Meski rumah sakit baru saja direnovasi, bau antiseptiknya tetap sama saja dengan semua rumah sakit. Tidak peduli berapa banyak pemutih yang digunakan, Gustian masih menganggap semua rumah sakit berbau pesing dan kematian.
Andam datang menemui Gustian setelah sepuluh tahun, dan yang ingin Gustian lakukan hanyalah membawanya ke rumah sakit. Andam setuju. Andam hampir selalu membiarkan dia mengajaknya jalan. Hari ini tidak berbeda.
Gustian membimbingnya menaiki tanjakan berhiaskan gambar yang dibuat oleh anak-anak.
Pasien kanker, jelasnya. Bukan Andam yang bersamanya selama berbulan-bulan kemoterapi, melainkan mendiang istrinya.
Gustian membuka pintu kaca dan melangkah bersama Andam ke taman di atap.

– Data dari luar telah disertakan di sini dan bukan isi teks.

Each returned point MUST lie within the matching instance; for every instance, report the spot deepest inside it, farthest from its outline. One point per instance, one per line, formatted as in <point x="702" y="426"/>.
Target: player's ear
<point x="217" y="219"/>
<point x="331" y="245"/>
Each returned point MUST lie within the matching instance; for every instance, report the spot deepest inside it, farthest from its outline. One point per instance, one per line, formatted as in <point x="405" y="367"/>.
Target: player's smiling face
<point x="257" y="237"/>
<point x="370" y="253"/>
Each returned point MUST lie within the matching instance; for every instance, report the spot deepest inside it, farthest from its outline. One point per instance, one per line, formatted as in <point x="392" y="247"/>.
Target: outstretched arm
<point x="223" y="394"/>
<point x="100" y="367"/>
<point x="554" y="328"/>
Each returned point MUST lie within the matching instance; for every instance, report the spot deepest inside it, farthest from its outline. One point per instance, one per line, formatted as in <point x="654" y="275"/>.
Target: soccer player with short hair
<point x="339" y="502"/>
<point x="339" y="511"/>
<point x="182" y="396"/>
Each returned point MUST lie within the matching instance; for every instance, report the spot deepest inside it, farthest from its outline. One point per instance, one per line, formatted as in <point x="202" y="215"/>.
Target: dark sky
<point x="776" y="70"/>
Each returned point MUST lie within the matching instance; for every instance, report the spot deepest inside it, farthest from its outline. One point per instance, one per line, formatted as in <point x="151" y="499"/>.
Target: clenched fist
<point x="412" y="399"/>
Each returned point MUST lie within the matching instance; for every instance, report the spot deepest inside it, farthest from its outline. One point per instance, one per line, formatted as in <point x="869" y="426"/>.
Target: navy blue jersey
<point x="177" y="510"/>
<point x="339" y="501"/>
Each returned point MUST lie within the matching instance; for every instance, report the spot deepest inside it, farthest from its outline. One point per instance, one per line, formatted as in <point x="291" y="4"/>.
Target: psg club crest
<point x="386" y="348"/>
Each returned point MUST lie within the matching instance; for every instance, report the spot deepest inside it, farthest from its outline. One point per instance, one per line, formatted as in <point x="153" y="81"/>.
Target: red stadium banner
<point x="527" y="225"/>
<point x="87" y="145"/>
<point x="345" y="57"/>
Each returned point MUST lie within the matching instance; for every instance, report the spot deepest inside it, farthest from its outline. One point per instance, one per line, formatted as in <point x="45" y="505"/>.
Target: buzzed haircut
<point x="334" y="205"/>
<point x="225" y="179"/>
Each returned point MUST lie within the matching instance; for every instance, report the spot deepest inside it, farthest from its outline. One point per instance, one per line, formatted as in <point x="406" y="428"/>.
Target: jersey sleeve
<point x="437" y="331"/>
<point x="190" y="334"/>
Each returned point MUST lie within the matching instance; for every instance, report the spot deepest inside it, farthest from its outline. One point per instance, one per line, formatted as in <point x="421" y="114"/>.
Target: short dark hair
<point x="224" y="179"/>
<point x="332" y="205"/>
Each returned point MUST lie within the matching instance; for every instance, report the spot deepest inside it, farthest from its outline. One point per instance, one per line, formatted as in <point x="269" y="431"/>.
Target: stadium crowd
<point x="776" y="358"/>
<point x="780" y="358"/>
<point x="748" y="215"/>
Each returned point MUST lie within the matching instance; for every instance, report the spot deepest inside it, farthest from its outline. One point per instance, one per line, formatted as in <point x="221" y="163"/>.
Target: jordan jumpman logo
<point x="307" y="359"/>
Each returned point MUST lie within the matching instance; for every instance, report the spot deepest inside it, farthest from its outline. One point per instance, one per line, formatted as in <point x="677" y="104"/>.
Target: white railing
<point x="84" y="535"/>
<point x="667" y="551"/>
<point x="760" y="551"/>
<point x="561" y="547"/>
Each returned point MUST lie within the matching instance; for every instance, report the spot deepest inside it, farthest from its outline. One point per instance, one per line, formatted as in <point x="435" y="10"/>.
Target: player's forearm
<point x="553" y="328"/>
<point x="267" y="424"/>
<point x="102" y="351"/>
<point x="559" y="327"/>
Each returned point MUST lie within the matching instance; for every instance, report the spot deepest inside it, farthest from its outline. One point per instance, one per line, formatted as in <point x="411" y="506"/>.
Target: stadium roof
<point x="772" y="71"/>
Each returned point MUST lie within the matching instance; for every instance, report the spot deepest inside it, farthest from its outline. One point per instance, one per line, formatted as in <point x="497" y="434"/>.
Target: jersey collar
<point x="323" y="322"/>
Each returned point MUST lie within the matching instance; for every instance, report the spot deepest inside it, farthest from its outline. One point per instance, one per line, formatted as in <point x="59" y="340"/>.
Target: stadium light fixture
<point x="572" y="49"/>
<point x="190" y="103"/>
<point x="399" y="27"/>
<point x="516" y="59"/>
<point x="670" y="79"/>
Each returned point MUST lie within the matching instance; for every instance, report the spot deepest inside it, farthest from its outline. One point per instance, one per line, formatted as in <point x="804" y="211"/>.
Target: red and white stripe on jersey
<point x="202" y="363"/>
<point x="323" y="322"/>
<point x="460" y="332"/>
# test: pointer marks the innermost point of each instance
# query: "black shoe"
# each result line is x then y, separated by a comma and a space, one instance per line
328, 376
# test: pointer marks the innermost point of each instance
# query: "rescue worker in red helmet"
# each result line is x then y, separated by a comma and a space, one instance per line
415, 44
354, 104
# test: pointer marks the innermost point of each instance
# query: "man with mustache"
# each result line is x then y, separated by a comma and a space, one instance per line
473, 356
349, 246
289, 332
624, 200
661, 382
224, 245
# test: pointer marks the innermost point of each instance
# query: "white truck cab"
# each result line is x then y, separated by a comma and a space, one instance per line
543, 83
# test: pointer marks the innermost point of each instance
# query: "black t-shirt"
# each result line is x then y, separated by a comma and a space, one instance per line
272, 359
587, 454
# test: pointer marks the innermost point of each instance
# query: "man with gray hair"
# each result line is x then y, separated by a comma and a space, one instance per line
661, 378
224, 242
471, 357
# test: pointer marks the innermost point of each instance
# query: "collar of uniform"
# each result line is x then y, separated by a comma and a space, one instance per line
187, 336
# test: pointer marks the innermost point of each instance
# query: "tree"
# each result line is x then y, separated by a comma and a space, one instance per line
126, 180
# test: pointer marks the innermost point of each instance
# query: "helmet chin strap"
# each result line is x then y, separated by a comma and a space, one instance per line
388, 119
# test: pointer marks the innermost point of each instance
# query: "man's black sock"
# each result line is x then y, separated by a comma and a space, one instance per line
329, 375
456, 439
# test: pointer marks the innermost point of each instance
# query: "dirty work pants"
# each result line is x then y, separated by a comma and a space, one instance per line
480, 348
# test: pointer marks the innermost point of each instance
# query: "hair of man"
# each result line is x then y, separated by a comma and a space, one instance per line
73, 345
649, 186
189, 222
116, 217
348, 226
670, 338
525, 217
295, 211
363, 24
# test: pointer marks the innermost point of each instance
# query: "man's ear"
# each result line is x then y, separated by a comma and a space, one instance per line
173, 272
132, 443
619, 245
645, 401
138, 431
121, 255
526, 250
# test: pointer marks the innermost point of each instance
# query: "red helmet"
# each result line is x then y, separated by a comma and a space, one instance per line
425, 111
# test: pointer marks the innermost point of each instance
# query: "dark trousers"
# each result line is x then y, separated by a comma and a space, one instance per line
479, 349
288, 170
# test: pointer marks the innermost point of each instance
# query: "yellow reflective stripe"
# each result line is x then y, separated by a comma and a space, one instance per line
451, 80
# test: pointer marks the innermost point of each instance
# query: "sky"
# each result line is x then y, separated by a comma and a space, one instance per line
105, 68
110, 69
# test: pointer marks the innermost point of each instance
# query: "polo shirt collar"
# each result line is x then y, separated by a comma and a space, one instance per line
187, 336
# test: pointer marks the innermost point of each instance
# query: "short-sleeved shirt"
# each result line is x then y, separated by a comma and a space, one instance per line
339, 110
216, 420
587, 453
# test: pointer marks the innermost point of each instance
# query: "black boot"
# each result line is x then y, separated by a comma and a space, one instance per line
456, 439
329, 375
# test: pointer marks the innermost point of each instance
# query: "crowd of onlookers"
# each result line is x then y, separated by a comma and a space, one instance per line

Jalur kayu melengkung melewati rerumputan dan bakung yang mekar awal. Ada dinding kaca yang menghadap ke cakrawala pusat kota. Andam berjalan ke kaca dan menyentuhnya dengan jari-jarinya dan tersenyum.
"Mengingatkanku pada apartemenmu di Selatan."
Tiba-tiba, Gustian ingat tempat itu. Rumahnya ketika Andam meninggalkannya.
"Kalau kita berdiri dengan cara tertentu, kita bisa melihat Menara Jam."
Gustian ingat itu juga. Ingat malam terakhir Andam di sana. Lengannya melingkari bahu kekasihnya itu, sementara Andam meletakkan dagu di bahunya. Bersyukur Andam ada di sana, tapi masih membencinya karena menyerah pada saat itu.
Dia menikah dengan orang lain. Akhirnya, Gustian juga.